Get the top match candidate in the collection and the corresponding similarity score and match probability for each probe faceprint. Like tfsdk.SDK.identify_top_candidate(), but runs search queries in parallel and improves throughput.

Parameters
  • faceprints – a list of probe tfsdk.Faceprint to be identified.

  • threshold

    the similarity score threshold above which it is considered a match (default = 0.3). Higher thresholds may result in faster queries. Refer to the ROC curves when selecting a threshold.

Returns

The ERRORCODE and a list of tfsdk.Candidate, in that order.

SDK.identify_top_candidates(self: tfsdk.SDK, faceprint: tfsdk.Faceprint, num_candidates: int, threshold: float = 0.3) → Tuple[tfsdk.ERRORCODE, bool, List[tfsdk.Candidate]]

Get a list of the top n match candidates in the collection and their corresponding similarity scores and match probabilities.

Parameters
  • faceprint – the probe tfsdk.Faceprint to be identified.

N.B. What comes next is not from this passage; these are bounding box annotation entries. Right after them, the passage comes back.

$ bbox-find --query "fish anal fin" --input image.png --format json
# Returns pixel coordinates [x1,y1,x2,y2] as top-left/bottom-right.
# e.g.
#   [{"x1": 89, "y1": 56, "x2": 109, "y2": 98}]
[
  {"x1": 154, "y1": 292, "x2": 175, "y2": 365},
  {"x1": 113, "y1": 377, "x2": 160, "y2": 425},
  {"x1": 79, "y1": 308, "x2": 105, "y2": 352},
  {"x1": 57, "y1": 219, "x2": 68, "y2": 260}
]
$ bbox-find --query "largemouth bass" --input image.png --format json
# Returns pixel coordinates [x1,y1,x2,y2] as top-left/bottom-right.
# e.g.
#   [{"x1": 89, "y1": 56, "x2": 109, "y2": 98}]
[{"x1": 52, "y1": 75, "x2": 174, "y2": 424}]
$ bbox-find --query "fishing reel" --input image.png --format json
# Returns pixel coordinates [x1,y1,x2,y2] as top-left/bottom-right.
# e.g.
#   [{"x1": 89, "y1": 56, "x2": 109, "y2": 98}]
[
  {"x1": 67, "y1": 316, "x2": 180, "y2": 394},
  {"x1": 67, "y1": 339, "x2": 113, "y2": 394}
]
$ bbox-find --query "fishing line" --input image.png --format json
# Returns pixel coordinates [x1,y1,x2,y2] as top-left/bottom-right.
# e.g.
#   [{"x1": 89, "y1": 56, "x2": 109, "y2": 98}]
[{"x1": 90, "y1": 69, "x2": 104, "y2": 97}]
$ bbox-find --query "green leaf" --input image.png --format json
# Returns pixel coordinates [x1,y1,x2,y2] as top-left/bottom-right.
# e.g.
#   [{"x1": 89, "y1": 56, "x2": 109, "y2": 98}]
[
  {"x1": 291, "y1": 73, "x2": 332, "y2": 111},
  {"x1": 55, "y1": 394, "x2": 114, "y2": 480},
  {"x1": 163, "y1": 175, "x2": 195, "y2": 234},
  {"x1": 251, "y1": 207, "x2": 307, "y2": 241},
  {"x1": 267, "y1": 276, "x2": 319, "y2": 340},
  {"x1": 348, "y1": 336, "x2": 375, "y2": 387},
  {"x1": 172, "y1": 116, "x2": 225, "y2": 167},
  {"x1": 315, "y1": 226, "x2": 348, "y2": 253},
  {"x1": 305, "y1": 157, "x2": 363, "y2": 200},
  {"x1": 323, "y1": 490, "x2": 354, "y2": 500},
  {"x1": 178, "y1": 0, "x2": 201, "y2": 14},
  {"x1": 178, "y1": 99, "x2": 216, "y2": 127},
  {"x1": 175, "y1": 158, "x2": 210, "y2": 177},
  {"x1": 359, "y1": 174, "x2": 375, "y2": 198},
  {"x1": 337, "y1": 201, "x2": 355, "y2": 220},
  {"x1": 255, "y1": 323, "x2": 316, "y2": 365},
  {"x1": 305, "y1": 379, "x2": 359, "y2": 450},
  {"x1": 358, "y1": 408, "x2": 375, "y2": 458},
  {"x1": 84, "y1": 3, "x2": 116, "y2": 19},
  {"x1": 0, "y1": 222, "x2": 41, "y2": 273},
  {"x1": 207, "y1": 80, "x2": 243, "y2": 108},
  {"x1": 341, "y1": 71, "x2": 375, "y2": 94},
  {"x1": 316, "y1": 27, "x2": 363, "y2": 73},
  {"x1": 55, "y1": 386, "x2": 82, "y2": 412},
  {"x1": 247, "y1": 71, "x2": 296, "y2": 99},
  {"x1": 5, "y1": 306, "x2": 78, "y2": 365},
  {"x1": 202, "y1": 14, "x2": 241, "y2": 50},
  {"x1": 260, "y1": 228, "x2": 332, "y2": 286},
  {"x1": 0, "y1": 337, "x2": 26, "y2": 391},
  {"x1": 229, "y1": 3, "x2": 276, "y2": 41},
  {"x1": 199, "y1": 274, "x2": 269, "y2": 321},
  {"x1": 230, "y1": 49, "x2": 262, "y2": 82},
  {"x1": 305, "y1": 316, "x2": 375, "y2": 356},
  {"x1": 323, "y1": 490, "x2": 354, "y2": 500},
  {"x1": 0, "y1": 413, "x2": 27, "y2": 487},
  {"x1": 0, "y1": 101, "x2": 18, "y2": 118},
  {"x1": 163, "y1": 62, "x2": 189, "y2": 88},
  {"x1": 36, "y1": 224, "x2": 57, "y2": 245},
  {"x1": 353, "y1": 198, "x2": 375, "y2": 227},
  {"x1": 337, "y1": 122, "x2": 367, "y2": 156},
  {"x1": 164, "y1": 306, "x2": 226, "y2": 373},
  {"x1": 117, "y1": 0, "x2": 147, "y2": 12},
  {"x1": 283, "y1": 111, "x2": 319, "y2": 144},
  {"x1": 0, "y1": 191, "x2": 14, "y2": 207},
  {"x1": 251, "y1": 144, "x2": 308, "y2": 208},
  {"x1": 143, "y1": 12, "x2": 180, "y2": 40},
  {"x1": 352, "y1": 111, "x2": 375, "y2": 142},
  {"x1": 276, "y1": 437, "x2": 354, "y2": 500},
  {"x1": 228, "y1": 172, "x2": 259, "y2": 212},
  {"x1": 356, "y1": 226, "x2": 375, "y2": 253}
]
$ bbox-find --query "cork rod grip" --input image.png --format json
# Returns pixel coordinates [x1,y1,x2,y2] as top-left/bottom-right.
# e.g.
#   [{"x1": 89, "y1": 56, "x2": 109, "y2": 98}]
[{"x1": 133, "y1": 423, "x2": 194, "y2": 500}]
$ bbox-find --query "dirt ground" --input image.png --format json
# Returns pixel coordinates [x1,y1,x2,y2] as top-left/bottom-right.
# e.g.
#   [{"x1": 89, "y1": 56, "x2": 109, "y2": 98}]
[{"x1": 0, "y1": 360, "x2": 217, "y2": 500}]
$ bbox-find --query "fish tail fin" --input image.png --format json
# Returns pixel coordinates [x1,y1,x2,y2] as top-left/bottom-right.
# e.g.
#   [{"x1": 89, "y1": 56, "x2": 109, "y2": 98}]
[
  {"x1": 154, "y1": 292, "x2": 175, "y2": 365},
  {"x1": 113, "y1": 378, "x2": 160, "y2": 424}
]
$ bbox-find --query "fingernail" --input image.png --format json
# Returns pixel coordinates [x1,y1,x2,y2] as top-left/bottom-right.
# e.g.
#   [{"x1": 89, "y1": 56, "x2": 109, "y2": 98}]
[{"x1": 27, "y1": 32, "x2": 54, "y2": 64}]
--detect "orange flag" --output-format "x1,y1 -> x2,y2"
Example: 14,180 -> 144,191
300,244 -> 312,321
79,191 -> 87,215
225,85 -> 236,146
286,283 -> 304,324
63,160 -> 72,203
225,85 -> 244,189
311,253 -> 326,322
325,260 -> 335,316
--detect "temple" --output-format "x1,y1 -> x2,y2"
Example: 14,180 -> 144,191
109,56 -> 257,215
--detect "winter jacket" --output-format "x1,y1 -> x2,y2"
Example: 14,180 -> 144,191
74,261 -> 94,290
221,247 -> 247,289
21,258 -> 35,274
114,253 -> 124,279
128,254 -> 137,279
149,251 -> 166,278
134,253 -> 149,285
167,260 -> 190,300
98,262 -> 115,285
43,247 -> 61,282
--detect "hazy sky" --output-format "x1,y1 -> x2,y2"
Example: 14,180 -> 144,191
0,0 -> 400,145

  • num_candidates – the number of tfsdk.Candidate to return.

  • threshold

    the similarity score threshold above which it is considered a match (default = 0.3). Higher thresholds may result in faster queries. Refer to the ROC curves when selecting a threshold.

Returns

The ERRORCODE, a bool indicating if at least one match is found, and a list of tfsdk.Candidate, in that order.

class tfsdk.Candidate
property UUID

The UUID of the match.

property identity

The identity of the match.

property match_probability

The probability the two face feature vectors are a match.

property similarity_measure

The computed similarity measure.

class tfsdk.CollectionMetadata
property collection_name

The name of the collection.

property feature_vector_size_bytes

The size of the Faceprint feature vector in bytes.

property model_name

The name of the face recognition model used to generate the Faceprints enrolled in the collection.

property model_options

Additional options which were used to generate Faceprints enrolled in the collection.

property num_faceprints

The total number of Faceprints enrolled in the collection.

property num_identities

The number of unique identities in the collection.